Is it time to buy some more RAM and upgrade your computer’s total memory capacity? One way to find out is to test how much memory you’re using. Windows has two built-in tools that work perfectly for this and not just the basic little green boxes you find in the Task Manager.
Just like when I showed you how to check if memory is going bad, this time we’ll take a look at how it is being used. The tools we’ll look at are called the Resource Monitor and the Performance Monitor.
Check Computer Memory Usage Easily
To open up Resource Monitor just press Windows Key + R and then type resmon into the search box.
Resource Monitor will tell you exactly how much RAM is being used, what is using it, and allow you to sort the list of apps using it by several different categories.
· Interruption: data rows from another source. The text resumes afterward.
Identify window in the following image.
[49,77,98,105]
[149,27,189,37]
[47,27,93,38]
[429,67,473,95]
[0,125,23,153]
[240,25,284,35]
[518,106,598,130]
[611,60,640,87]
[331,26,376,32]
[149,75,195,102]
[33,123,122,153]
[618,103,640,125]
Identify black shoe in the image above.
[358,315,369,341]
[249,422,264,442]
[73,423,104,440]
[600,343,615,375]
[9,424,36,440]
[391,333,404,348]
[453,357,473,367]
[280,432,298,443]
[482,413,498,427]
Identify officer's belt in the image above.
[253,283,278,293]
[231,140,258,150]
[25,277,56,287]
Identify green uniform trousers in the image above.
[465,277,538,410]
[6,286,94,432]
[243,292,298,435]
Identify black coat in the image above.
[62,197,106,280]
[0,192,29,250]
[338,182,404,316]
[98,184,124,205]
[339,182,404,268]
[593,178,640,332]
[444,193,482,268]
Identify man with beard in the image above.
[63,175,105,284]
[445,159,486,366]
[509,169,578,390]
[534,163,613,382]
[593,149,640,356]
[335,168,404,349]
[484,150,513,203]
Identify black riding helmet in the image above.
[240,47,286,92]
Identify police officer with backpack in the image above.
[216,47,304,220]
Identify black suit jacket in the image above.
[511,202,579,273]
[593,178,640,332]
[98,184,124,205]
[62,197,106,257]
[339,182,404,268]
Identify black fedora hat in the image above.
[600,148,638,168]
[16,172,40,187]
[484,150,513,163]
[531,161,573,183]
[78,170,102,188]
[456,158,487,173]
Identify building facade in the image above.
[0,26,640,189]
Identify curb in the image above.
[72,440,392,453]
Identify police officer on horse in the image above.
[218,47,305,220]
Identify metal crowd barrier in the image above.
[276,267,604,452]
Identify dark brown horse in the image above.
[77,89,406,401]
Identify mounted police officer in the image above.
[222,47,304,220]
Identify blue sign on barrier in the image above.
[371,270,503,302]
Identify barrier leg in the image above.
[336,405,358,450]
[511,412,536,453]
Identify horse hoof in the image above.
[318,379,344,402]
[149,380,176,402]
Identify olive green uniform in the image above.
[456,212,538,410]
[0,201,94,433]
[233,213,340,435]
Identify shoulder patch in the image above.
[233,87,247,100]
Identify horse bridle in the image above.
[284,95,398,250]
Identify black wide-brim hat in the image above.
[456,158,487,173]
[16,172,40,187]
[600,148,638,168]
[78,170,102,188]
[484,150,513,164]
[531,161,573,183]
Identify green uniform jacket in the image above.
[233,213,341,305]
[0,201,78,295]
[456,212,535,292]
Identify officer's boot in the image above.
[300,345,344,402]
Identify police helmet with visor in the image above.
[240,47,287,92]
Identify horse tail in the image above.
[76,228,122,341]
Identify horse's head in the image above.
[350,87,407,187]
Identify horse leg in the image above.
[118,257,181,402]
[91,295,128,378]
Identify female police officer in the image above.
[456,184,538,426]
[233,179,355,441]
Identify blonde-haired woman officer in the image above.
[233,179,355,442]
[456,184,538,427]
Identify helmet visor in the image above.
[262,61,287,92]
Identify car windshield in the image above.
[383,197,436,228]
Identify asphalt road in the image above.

However, it doesn’t offer much else. For more details, you’ll need to open up Performance Monitor.
Check Detailed Memory Usage with Performance Monitor
To open up Performance Monitor type: perfmon into the Run window (Windows Key + R).
In the window that comes up, click the Performance Monitor under Monitoring Tools in the left pane.
The right pane turns into a live graph/chart that looks like the screenshot below. Since you’re trying to look at memory usage, you need to add it to what’s tracked by the live graph. Click the green plus symbol or hit Ctrl + N on your keyboard.
Now scroll down the list of counters in the left pane and select Memory, then click Add. Memory is added as an active counter in the right pane, and once it is, you can click OK to save changes and exit.
Now back on the graph, the memory will start to be tracked. If you’re looking for average memory use over time, click the Committed Bytes line and it will display that information in the box above. There are a few things to note about this chart:
- The graph and stats are generated live.
- This chart only shows data as far back as the moment you added the counter type.
Schedule & Log Performance Monitoring
If live reporting isn’t what you’re looking for, scheduled/logged monitoring might work better. To set this up, right-click on the Data Collector Sets and select User Defined > New > Data Collector Set.
Give the data collector set a name (it can be whatever you like), and then set to Create Manually (Advanced) before clicking Next.
Next set it to a Create Data Logs, check the Performance counter box, and click Next.
On the next page click the Add button.
Just as before with the live graph, add Memory to the list of active counters.
The same page where we clicked the Add button will now show a list of the counters you just added. Now click the Next button to continue.
Then it’s time to choose where the logs will be saved. I suggest your Documents folder or somewhere easy to find.
Now you can choose to Save and close, and then press Finish to exit.
The performance log is ready to run; all you need to do is start it. There are two different ways to go about starting this thing too. The first is to right-click on it and manually start it. Yeah, annoying. The second way is to right-click and open up the Properties window.
Within the properties window of the data collector, you can setup when you want this thing to log system performance. You can create multiple schedules for multiple different times. It’s quite useful!
Once you’ve run a log, all that’s left to do is open it up and view the results in Performance Monitor.
These tools are still present in Windows 8 too. But it’s worth mentioning, though, that Task Manager in Windows 8 and RT provides a lot of additional info concerning memory usage on its own.